He was an unusual Conservative: he spoke against the Iraq war, and stood on a platform with other people from other parties to oppose it. He cared deeply about the local constituency and attended countless local events and gave his support to local people. He was a Conservative MP but he was someone who voted with his conscience... which is probably why he was recruited to the whip's office.
Moving to another part of the country and another constituency meant that I had to re-examine the choices I had made in the past. I think I am probably a natural Green supporter, and I am a Quaker, which means that social justice and equality are highly important to me.
I had been a Young Conservative in my misspent youth, because I associated the Conservatives with individual choice and freedom, and for reasons I can't account for I didn't feel mass movements were a positive thing. But as I have got older I have become more and more left wing. I have begun to connect to the things I actually believe in and the world I really want to live in, and it isn't an island of rich people surrounded by poverty, even if I were one of the rich ones.
By 2013 we had the coalition in power, and I was not at all happy at the changes that had been wrought in the welfare system, in the NHS, in the way that corporations and companies seemed to have more power and clout than the constituents that MPs were supposed to represent. I yearned for social justice, for fair pay for fair work, for a politician who wasn't on the make or screwing the expenses system, and who would stand up for ordinary people.
I joined the Green Party and eventually attended a meeting locally, but that attendance coincided with the beginnings of the leadership campaign after the Election in 2015, and as it happened, one of my social media friends posted a video of Jeremy Corbyn speaking. I watched, found more on youtube and watched those. Once he had confirmed that he was against fracking, I signed up to vote in the leadership election and then joined the Labour Party. Here was someone who stood up and said the things I wanted said, who worked for the common good, and took public transport.
In the months since then, my affection and admiration for Jeremy Corbyn has only grown. When he refused to deal in personal insults and instead insisted on dealing with the issues, when I heard him talk passionately about the need to reduce social inequality and saw how charismatic he was, my support turned into a passion to see him in government, able to implement his policies.
I was grateful to Jeremy Corbyn for something else: before I supported him I believed we had a more or less free press and that Noam Chomsky was exaggerating when he said that the belief that we had a free press was actually as damaging as anything else. I have been horrified by the way in which the press handled the first nine months of his leadership and how partisan they are - even the Guardian which was my paper of choice.
It's possible that the people briefing against him have been on his own side for all these months, and if that is true, I think it is disgraceful.

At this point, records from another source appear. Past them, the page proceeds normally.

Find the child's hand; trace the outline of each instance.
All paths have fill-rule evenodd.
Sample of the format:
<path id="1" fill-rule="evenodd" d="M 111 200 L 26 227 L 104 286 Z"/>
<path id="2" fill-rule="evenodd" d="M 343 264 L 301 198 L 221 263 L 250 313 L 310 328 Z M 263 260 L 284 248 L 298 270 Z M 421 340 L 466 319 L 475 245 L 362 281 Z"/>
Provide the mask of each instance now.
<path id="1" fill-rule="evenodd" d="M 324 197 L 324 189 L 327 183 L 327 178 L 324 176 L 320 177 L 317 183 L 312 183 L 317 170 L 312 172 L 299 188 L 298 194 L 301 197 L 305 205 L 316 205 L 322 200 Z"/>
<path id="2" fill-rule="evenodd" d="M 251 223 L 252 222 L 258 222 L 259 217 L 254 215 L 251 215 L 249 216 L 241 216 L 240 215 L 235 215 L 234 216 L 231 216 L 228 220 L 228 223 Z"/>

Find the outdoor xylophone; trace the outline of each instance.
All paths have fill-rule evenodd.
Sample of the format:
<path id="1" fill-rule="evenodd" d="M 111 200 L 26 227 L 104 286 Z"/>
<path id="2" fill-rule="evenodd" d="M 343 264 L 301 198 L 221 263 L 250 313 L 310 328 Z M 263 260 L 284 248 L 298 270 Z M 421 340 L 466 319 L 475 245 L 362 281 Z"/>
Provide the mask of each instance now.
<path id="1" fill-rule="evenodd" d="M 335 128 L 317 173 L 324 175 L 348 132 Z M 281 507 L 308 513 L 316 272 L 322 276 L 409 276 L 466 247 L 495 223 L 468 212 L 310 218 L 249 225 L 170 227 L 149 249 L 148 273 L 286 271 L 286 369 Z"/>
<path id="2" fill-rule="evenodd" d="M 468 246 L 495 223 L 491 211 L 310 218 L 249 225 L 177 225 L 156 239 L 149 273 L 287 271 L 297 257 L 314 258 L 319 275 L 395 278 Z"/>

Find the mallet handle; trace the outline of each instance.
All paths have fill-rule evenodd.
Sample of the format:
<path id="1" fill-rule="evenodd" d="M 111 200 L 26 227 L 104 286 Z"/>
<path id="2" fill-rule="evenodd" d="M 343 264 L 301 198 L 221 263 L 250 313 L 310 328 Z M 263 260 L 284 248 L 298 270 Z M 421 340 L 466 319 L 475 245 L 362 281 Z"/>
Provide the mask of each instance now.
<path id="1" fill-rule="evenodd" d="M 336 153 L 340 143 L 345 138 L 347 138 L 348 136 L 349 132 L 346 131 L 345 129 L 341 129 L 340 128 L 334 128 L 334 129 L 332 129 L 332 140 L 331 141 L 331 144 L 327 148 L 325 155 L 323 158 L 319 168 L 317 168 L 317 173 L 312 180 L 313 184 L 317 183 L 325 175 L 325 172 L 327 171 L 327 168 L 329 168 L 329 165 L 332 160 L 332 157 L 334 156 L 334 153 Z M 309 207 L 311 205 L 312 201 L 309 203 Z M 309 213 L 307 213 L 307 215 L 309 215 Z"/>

The democracy in the Labour Party was one of the things that drew me to it... if the Parliamentary Labour Party (PLP) manage to oust Corbyn against the will of the membership, that democracy is dead.
I don't want spin, or blustering politicians who don't have any principles and can spin on a penny, I want real conviction and real commitment to serving the people of the country. That's what I find in Jeremy Corbyn and is exactly what seems to be missing from the PLP who seem to think their views on the leadership overwrite the will of the membership because they are in parliament, eeven when their own Constiituency Labour Party (CLP) are loyal to Corbyn and instruct them to be likewise, please.
I'm no fanatical SWP supporter, I'm a peaceful anti-fracking activist who believes, as Corbyn does, than in the end it all comes down to talking, and we should do that earlier, not as an afterthought. I'm not an extremist and I offer no threats to those who are in opposition to my views. But I'm not a pushover either. I examine what I am told, and I think for myself. And I support Corbyn because he has shown no lack of leadership in my estimation, only a lack of people willing to submit to leadership.
I agree with him that a resignation would only serve to betray the Labour Party members who are the party and to destroy the Labour Party as we know it. Perhaps that is coming anyway, but I don't think we should allow the PLP or the shadowy companies and groups who support them to be the arbiters of that. For if the Labour Party abandons democracy and Corbyn, who will stand up for them then?